Sys.setenv(NOAWT=TRUE)
require("tm")
## Loading required package: tm
## Loading required package: NLP
my.corpus <- Corpus(DirSource("~/CLIO-3/tracts-for-the-times"))
getTransformations
## function ()
## c("removeNumbers", "removePunctuation", "removeWords", "stemDocument",
## "stripWhitespace")
## <environment: namespace:tm>
my.corpus <- tm_map(my.corpus, removePunctuation)

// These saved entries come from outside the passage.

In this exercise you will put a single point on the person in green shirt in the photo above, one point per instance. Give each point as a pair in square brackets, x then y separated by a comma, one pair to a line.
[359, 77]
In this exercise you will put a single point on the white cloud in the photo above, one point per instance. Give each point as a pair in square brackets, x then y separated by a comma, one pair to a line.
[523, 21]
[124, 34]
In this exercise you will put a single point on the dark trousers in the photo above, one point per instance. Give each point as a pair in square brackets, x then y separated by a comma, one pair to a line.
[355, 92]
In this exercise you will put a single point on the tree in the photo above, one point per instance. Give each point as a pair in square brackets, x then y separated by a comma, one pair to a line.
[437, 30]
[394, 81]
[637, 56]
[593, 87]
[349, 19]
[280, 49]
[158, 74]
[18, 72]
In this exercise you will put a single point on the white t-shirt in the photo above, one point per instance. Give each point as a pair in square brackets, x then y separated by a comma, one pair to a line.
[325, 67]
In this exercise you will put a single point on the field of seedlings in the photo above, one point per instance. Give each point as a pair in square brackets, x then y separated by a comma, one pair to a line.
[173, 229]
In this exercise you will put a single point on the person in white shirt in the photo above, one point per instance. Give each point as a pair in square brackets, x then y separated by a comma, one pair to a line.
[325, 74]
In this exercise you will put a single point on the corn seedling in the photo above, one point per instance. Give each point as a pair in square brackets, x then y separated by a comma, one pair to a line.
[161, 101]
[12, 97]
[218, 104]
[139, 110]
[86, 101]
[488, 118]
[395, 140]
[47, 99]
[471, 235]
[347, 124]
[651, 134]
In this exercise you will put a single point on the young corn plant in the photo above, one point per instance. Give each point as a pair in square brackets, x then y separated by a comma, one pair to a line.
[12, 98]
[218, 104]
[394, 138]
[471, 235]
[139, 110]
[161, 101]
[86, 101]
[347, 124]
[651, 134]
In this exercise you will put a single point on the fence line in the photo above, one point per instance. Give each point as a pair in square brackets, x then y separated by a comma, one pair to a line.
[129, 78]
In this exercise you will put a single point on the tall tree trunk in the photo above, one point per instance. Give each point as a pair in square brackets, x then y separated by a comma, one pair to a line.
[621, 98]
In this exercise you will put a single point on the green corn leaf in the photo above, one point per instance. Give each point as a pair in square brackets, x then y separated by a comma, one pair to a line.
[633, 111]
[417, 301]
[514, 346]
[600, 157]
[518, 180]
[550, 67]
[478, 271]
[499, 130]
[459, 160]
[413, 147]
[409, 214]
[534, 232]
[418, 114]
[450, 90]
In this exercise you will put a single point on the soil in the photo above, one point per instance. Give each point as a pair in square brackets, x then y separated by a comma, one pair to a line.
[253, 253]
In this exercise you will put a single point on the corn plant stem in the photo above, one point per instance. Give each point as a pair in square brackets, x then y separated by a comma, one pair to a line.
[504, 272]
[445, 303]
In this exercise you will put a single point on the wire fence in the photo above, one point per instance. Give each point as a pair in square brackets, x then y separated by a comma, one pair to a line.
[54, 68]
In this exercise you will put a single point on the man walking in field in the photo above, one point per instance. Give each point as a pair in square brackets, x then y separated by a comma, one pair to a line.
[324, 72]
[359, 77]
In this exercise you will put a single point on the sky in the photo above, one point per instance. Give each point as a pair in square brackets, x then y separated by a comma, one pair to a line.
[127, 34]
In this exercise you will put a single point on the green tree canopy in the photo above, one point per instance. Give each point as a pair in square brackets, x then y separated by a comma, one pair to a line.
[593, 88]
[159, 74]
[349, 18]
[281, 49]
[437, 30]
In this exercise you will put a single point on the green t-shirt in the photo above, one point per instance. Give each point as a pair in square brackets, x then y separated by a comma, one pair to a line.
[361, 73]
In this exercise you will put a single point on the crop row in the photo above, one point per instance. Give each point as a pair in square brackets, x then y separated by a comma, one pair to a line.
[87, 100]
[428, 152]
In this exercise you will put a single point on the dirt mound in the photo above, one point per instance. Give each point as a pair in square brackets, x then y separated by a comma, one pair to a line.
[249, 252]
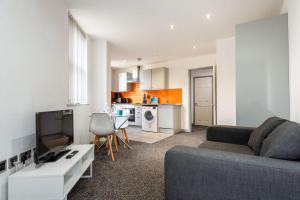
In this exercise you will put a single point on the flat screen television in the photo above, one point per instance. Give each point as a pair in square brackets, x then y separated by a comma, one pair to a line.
[54, 132]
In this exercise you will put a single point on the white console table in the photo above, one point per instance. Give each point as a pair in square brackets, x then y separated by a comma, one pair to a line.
[51, 181]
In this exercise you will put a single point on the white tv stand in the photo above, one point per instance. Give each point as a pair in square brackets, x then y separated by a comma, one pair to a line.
[51, 181]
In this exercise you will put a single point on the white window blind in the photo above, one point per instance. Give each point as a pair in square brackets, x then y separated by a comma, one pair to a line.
[77, 64]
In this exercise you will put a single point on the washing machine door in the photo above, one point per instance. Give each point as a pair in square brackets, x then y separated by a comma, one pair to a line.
[148, 116]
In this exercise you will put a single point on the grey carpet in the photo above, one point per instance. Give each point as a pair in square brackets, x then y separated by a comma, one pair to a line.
[136, 174]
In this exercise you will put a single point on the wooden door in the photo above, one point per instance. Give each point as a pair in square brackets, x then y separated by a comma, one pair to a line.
[203, 101]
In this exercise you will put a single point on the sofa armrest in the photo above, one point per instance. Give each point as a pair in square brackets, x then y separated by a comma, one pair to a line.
[229, 134]
[192, 173]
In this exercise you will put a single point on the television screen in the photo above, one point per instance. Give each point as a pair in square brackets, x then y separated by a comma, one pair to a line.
[54, 131]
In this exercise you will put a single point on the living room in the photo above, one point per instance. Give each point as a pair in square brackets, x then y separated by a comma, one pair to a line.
[66, 57]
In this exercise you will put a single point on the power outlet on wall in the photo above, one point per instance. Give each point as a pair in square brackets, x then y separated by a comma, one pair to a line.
[11, 162]
[2, 166]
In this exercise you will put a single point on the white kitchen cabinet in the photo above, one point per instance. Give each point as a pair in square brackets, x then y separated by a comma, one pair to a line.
[124, 86]
[145, 79]
[154, 79]
[159, 78]
[169, 118]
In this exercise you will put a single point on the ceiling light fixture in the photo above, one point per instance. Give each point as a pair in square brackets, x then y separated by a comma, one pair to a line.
[208, 16]
[172, 26]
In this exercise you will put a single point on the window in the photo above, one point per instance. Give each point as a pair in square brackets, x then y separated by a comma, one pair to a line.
[77, 64]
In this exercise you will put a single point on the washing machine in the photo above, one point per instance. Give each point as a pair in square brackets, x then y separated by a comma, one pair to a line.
[149, 118]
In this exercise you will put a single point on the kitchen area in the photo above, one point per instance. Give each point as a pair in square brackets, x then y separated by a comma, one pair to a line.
[145, 95]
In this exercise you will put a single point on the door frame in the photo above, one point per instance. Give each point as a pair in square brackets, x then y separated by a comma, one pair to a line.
[212, 93]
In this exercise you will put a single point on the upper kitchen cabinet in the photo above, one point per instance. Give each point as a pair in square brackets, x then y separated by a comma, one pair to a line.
[159, 78]
[124, 86]
[154, 79]
[145, 79]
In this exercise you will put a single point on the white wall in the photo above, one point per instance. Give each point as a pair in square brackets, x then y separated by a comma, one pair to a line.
[294, 58]
[34, 73]
[226, 85]
[179, 78]
[101, 72]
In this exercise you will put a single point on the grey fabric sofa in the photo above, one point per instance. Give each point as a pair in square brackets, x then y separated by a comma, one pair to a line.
[225, 168]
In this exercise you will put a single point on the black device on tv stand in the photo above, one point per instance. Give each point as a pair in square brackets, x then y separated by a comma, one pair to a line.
[54, 133]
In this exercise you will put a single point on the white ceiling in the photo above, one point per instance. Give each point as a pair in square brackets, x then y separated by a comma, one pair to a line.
[140, 28]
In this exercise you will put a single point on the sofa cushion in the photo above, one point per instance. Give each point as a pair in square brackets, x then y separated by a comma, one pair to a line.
[243, 149]
[283, 142]
[259, 134]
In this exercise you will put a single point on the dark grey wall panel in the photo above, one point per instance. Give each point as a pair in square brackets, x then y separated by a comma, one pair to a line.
[262, 70]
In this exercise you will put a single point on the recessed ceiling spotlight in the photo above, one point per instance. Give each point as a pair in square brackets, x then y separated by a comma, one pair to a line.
[208, 16]
[171, 26]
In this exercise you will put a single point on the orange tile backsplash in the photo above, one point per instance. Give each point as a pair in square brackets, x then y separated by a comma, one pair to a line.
[171, 96]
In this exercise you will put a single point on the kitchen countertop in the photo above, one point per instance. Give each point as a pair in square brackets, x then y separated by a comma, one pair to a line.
[159, 104]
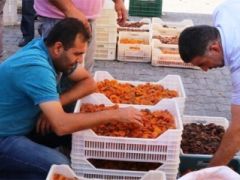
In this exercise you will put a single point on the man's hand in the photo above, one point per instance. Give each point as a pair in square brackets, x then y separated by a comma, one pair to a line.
[43, 125]
[130, 115]
[121, 12]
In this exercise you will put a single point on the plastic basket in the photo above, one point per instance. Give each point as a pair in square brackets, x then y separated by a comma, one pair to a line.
[84, 168]
[221, 121]
[173, 82]
[105, 51]
[10, 13]
[192, 163]
[165, 148]
[144, 28]
[177, 25]
[134, 52]
[169, 60]
[106, 34]
[145, 8]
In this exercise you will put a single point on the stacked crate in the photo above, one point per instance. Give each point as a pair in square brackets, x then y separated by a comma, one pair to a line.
[106, 35]
[165, 43]
[191, 162]
[134, 46]
[134, 41]
[162, 151]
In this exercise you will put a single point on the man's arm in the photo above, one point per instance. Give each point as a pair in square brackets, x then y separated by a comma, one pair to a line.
[65, 123]
[231, 140]
[69, 10]
[84, 85]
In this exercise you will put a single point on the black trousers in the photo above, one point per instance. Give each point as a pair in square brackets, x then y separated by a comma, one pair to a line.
[28, 17]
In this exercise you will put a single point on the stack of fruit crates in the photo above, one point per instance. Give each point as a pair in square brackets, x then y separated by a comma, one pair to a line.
[165, 43]
[90, 150]
[106, 35]
[145, 8]
[161, 153]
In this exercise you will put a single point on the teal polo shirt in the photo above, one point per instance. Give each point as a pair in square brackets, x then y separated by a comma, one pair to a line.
[27, 79]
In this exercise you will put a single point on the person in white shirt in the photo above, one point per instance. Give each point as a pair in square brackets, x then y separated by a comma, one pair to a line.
[217, 46]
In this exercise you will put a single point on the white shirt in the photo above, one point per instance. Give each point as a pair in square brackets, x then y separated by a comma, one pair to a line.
[227, 21]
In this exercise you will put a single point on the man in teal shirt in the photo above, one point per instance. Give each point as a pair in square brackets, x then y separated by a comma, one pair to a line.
[29, 88]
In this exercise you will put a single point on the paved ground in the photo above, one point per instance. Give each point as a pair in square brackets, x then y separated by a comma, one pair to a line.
[207, 93]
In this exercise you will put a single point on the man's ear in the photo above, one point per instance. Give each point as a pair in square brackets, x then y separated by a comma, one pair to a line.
[58, 48]
[215, 46]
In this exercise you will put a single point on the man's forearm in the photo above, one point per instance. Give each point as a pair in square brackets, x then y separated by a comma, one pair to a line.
[79, 90]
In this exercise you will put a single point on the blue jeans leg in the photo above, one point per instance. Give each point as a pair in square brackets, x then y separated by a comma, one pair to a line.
[21, 158]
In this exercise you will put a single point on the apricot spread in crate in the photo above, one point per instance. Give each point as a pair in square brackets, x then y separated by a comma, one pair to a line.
[154, 123]
[126, 93]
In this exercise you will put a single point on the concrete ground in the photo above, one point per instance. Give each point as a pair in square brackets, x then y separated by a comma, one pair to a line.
[208, 93]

my.corpus <- tm_map(my.corpus, removeWords, stopwords("english"))
my.stops <- c("history","clio", "programming")
my.corpus <- tm_map(my.corpus, removeWords, my.stops)
#my.list <- unlist(read.table("PATH TO STOPWORD FILE", stringsAsFactors=FALSE)
#my.stops <- c(my.list)
#my.corpus <- tm_map(my.corpus, removeWords, my.stops)
require("SnowballC")
## Loading required package: SnowballC
my.corpus <- tm_map(my.corpus, content_transformer(tolower))

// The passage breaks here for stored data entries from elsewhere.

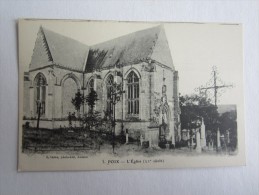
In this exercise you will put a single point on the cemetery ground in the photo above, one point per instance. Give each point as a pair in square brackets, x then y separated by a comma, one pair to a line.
[79, 142]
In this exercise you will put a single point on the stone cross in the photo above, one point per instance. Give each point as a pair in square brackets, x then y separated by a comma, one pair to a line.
[218, 139]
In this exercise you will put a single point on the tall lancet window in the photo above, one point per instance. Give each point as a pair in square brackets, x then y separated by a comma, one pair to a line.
[91, 85]
[40, 88]
[133, 94]
[109, 83]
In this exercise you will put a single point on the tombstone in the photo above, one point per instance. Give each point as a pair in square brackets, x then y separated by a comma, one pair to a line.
[203, 136]
[127, 136]
[218, 139]
[150, 141]
[228, 138]
[198, 142]
[141, 140]
[211, 145]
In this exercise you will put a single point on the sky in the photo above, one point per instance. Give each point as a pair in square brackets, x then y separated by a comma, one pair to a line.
[195, 48]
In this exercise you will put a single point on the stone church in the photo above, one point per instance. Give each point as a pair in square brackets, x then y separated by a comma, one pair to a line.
[140, 61]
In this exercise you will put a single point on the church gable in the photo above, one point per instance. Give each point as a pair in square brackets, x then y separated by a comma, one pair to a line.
[161, 51]
[129, 49]
[53, 48]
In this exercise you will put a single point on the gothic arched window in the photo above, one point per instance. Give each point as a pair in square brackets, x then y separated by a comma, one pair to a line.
[40, 89]
[109, 86]
[133, 94]
[91, 85]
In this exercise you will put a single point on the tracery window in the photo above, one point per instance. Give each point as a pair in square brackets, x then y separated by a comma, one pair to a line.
[109, 86]
[40, 87]
[133, 94]
[91, 85]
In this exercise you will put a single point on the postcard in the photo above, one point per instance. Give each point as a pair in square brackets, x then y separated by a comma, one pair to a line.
[102, 95]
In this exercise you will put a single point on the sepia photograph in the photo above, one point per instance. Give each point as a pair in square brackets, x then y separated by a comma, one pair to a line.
[100, 95]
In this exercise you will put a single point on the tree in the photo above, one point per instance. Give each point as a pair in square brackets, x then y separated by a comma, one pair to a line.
[92, 119]
[193, 108]
[78, 101]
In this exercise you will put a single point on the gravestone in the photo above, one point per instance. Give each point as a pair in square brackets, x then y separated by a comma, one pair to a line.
[203, 136]
[198, 142]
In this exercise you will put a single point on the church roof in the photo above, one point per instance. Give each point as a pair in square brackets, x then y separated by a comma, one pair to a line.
[53, 48]
[133, 48]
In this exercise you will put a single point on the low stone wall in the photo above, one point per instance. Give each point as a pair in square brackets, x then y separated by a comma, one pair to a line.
[134, 128]
[49, 124]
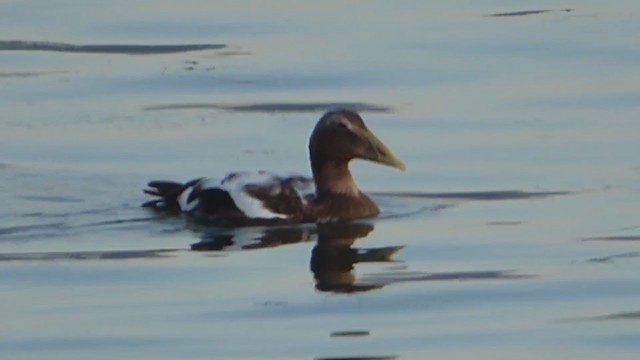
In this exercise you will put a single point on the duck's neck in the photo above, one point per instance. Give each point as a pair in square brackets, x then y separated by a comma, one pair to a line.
[332, 177]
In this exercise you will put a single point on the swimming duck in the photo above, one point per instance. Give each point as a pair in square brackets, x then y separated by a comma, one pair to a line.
[263, 198]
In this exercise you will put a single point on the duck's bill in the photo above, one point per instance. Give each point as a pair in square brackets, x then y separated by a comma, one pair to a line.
[380, 153]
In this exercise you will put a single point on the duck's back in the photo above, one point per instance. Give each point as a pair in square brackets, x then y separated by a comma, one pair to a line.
[240, 199]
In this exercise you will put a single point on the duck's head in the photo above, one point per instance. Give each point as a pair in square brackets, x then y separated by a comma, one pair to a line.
[341, 135]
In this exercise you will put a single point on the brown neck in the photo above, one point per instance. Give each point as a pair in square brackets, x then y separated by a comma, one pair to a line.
[333, 177]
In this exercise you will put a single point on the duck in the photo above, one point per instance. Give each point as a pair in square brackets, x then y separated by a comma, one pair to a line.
[262, 198]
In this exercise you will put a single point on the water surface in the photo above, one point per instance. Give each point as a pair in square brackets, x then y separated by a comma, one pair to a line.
[513, 234]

my.corpus <- tm_map(my.corpus, stemDocument)
my.corpus <- tm_map(my.corpus, removeNumbers)
#library(magrittr)
#my.tdm <- TermDocumentMatrix(my.corpus)
#inspect(my.tdm)
#my.dtm <- DocumentTermMatrix(my.corpus, control = list(weighting = weightTfIdf, stopwords = TRUE))
#inspect(my.dtm)
#my.tdm %>%
# inspect() %>%
#as.data.frame() %>%
# View()
#my.dtm %>%
# inspect() %>%
# as.data.frame() %>%
# View()
#my.tdm <- removeSparseTerms(my.tdm, 0.2)
#findFreqTerms(my.tdm, 2)
#findAssocs(my.tdm, 'mine', 0.20)
#my.df <- as.data.frame(inspect(my.tdm))
#my.df.scale <- scale(my.df)
#d <- dist(my.df.scale,method="euclidean")
#fit <- hclust(d, method="ward.D")
#plot(fit)
#my.df <- as.data.frame(inspect(my.dtm))
#my.df.scale <- scale(my.df)
#d <- dist(my.df.scale,method="euclidean")
#fit <- hclust(d, method="ward.D")
#plot(fit)